Apesar da insistência de alguns conselheiros, a proposta de posicionamento do CUV sobre o assunto acabou não sendo apreciada na reunião. A Reitoria alegou que ela teria que passar primeiro pelas câmaras especializadas. O encaminhamento, no entanto, foi questionado por alguns conselheiros, que observaram que regimentalmente é possível analisar propostas diretamente no conselho, quando estas ganham o regime de urgência. O professor e conselheiro José Raphael Bokeh lembrou que isso ocorrera na reunião anterior do próprio CUV, que aprovou proposta que não passara pelas câmaras. "O regime de urgência não pode valer só quando interessa", disse.
O professor Gustavo Gomes, presidente da Aduff-SSind, agradeceu o espaço aberto pelos conselheiros para expor a posição da seção sindical na reunião e defendeu a necessidade de se aprofundar a democracia interna, levando questões como essa para a comunidade universitária. "Os conselheiros do CUV deixaram claro que não abrem mão do terreno da UFF e muito menos do debate entre a comunidade acadêmica sobre o tema. A Aduff vai cobrar a realização da audiência e participar da sua organização e convocação", disse, à reportagem, após o encerramento da sessão. "O governo federal quer acabar com a educação pública e gratuita e com a ciência e tecnologia no país.
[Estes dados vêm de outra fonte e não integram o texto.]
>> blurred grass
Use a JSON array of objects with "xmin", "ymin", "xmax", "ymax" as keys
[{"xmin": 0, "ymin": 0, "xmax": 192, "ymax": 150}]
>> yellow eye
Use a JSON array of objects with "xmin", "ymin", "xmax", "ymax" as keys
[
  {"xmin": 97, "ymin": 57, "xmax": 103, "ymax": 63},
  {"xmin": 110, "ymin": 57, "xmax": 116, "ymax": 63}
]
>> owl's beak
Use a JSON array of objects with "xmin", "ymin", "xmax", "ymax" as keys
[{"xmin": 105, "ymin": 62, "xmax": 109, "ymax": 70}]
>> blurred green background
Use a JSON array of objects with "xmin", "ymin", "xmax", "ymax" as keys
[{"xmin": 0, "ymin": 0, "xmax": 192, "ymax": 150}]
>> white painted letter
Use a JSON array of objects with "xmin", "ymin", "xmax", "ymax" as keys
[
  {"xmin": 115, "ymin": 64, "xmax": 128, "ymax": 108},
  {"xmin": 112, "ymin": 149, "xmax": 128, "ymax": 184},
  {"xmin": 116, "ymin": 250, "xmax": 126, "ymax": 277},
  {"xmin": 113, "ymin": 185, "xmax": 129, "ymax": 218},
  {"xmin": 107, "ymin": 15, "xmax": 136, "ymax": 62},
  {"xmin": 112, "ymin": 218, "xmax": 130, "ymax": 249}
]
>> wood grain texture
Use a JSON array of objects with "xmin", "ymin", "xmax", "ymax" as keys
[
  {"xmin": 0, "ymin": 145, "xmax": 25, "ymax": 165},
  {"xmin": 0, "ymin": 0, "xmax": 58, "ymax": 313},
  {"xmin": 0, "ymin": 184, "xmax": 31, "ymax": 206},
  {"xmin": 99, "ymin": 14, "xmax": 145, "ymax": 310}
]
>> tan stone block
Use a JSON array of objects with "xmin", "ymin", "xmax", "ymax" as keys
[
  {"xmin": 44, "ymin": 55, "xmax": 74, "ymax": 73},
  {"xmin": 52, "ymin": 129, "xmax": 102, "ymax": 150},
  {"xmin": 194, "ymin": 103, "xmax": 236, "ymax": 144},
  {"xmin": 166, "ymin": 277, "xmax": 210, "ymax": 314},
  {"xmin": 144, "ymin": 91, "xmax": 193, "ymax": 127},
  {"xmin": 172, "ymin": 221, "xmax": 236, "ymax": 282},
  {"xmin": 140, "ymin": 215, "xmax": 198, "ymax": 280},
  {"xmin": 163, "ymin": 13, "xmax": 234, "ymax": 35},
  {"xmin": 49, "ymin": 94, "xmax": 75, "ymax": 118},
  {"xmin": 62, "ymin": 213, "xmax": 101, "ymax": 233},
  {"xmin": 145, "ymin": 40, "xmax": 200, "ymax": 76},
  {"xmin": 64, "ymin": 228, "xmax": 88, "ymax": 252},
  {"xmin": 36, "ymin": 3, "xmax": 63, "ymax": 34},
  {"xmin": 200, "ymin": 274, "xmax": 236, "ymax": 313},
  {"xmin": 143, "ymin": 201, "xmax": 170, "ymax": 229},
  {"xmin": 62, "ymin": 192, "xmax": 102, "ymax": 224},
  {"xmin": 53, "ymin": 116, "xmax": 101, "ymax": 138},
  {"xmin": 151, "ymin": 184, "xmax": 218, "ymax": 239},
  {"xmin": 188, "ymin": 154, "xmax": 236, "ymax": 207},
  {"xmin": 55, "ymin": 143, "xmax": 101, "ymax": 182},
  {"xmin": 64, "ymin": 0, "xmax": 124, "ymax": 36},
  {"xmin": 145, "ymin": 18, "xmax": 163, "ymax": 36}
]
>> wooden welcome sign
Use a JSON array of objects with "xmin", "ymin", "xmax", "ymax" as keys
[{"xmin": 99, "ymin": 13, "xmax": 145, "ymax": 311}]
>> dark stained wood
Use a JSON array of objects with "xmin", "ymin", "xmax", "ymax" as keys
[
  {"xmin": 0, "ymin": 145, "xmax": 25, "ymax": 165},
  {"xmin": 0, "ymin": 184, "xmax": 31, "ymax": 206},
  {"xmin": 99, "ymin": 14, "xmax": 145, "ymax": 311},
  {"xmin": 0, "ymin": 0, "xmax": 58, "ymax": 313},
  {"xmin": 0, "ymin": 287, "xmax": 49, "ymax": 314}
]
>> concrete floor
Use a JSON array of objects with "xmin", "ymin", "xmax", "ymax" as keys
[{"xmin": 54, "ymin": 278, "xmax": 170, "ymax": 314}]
Quer nos obrigar a vender nossos terrenos, nosso patrimônio e nosso trabalho para o mercado. Isso se expressa nessa discussão do morro do Gragoata, mas também no atraso das nossas promoções e progressões, na regulamentação da DE e das 40 horas e outros temas. Não podemos brigar entre nós. Temos que valorizar a democracia e juntos lutarmos contra esse projeto de privatização", defendeu.
O terreno
O terreno de aproximadamente 55 metros de altura e 60 mil metros quadrados, extensão que se equipara ao próprio campus da Praia Vermelha, ao qual está ligado, segue em litígio judicial há anos, após ter sido desapropriado pelo governo federal em favor da universidade, cerca de 40 anos atrás. A especulação imobiliária está de olho no local, tendo como objetivo a construção de um condomínio habitacional de oito prédios de seis andares e área de lazer privativa.
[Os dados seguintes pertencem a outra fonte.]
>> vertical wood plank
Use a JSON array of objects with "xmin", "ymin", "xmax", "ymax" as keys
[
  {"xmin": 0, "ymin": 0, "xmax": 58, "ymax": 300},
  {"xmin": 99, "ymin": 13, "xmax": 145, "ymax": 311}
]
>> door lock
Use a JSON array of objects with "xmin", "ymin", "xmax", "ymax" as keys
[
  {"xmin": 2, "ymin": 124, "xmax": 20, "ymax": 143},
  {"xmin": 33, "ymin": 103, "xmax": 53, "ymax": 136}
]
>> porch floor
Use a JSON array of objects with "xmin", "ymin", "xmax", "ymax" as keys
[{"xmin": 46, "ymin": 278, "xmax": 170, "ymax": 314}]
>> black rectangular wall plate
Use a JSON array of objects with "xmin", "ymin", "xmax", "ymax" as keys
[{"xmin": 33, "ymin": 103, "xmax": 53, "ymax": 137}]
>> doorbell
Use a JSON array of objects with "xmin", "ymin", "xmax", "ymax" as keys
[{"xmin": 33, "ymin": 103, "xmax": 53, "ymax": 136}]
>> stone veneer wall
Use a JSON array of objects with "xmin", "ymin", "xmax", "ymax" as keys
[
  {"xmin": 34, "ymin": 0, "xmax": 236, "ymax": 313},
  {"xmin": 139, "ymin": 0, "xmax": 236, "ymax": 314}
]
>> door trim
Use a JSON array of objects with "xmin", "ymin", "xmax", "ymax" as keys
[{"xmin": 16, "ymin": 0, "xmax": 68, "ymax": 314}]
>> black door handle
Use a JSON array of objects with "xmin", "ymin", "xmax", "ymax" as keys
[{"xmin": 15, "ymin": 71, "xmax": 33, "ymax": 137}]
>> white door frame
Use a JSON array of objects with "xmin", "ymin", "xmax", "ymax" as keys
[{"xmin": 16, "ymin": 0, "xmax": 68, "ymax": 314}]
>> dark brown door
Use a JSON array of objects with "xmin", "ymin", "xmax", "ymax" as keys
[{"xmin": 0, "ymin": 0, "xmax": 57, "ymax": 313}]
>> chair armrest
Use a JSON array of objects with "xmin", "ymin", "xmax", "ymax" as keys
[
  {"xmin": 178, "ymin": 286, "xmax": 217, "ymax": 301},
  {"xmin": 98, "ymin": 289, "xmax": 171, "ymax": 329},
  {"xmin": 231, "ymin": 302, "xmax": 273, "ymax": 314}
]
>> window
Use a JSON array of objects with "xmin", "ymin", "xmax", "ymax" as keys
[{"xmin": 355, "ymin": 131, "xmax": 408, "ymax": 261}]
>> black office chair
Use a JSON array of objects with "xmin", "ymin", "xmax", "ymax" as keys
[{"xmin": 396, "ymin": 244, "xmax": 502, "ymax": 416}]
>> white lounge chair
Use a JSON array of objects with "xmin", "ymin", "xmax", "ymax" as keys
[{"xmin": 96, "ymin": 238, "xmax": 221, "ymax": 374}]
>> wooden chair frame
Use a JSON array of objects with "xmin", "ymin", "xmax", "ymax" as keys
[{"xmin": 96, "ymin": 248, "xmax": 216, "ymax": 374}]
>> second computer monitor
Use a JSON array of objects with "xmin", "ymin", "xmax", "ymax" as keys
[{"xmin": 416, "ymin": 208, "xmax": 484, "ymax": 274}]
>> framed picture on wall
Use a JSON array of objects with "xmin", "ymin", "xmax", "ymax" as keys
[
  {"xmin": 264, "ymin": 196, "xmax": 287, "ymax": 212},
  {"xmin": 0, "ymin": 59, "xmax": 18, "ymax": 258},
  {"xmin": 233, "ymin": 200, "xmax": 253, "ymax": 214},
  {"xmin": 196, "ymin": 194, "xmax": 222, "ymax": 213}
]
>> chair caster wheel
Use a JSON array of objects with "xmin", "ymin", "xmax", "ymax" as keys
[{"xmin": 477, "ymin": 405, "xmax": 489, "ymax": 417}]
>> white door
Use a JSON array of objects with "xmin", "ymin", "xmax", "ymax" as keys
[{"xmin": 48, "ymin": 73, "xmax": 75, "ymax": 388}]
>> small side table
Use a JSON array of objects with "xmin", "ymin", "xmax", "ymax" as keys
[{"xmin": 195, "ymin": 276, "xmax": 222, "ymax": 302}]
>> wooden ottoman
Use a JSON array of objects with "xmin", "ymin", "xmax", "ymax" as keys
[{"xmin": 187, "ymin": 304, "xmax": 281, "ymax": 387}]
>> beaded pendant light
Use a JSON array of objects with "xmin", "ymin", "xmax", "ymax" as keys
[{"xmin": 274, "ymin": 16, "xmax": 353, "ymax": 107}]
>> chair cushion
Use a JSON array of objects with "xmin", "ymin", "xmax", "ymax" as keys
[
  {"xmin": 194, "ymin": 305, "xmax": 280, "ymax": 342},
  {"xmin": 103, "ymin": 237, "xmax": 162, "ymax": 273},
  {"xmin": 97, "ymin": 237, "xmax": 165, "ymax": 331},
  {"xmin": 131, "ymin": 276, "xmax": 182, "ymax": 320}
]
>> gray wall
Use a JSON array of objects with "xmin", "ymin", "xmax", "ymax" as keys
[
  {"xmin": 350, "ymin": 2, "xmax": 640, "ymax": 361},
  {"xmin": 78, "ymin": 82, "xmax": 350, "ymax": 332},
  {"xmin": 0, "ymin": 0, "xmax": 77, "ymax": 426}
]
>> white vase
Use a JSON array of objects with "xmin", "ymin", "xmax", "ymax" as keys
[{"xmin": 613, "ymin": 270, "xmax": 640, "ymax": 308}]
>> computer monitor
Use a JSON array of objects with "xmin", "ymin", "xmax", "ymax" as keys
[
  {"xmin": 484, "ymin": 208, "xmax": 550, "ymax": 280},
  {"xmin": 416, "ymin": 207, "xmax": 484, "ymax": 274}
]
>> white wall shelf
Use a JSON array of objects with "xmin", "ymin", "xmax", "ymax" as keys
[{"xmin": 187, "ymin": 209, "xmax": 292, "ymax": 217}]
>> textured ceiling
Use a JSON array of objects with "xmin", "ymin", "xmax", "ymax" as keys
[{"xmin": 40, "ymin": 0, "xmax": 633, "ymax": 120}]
Segundo a Reitoria, o que foi acordado é que a UFF abre mão da disputa pela área de 60 mil metros quadrados do Morro do Gragoatá – sendo 40 mil de área plana. Em troca, ficaria com dez mil metros quadrados e não teria que pagar quaisquer custos.
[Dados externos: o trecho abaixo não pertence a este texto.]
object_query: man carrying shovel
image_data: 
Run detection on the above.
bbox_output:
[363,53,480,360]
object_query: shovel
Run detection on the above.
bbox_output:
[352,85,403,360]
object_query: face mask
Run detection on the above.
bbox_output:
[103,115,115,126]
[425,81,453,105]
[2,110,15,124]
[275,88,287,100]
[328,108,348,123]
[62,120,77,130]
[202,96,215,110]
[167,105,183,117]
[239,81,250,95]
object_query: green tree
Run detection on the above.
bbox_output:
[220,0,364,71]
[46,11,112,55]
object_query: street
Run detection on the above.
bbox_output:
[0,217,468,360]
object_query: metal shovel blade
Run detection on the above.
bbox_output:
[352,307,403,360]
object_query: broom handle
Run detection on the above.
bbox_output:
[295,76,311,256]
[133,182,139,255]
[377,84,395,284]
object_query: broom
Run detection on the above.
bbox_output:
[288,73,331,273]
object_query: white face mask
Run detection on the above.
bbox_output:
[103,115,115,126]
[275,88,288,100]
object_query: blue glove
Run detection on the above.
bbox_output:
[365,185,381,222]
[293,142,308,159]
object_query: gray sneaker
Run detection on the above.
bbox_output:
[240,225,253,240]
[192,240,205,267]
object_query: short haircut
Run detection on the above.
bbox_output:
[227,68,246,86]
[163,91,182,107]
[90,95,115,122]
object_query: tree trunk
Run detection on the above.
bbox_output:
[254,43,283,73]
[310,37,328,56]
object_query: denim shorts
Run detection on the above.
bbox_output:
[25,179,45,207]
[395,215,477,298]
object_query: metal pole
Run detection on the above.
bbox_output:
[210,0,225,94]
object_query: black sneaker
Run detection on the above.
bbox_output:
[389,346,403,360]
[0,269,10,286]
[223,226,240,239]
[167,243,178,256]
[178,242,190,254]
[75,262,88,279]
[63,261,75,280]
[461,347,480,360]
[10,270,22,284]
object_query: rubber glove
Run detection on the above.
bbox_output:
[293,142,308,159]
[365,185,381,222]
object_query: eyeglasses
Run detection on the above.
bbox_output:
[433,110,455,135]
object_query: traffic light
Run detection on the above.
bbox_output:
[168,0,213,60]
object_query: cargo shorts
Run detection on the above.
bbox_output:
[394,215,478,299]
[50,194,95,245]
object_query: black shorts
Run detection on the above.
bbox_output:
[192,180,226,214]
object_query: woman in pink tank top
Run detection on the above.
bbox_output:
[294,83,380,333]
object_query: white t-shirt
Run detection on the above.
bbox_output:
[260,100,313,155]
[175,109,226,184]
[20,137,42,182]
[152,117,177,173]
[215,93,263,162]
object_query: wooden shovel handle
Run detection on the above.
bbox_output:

Reitoria: 'Não há patrimônio'
A administração central não apenas defendeu o acordo firmado na 4° Vara Federal, classificando-o de o melhor para a instituição, como afirmou que a UFF não tem direito ao terreno. “Não há questão patrimonial, a desapropriação não foi encaminhada, não há patrimônio”, disse Sidney, ao tentar justificar por que não caberia consulta ao Conselho Universitário. “O acordo foi em defesa dos interesses da universidade”, alegou.
Lidando com uma questão altamente delicada, já que envolve interesses econômicos milionários, o reitor fez a sua própria defesa dizendo que jamais erra quando se trata de dinheiro público. “Há algum tempo eu sou administrador nessa universidade. Talvez eu tenha aprendido muito, mas eu ainda sou capaz de errar. Mas eu nunca vou errar com os recursos públicos. Reitor não pode ser covarde, reitor tem que assumir a responsabilidade, mesmo quando não agrada a todos”, disse.
Em defesa da posição tomada pela Reitoria, pouco antes, no entanto, o professor Cresus Vinícius havia alegado outro motivo para a comunidade não ter sido consultada. “O reitor tinha que tomar uma decisão que não permitia divagação, nem muita consulta”, disse. O pró-reitor de Extensão também sustentou a opinião de que a universidade não possui direitos sobre a área cobiçada pela especulação imobiliária. “A UFF não tem posse nem propriedade desse terreno, a UFF não pagou um tostão. Nós não perdemos 60 mil metros quadrados, nós ganhamos dez mil metros quadrados e mais a área que a professora Jane tem desenvolvido um projeto ecológico”, disse. “A UFF nunca tomou posse do terreno. A universidade não pode abrir mão ou ceder algo que não é de sua propriedade”, concluiu.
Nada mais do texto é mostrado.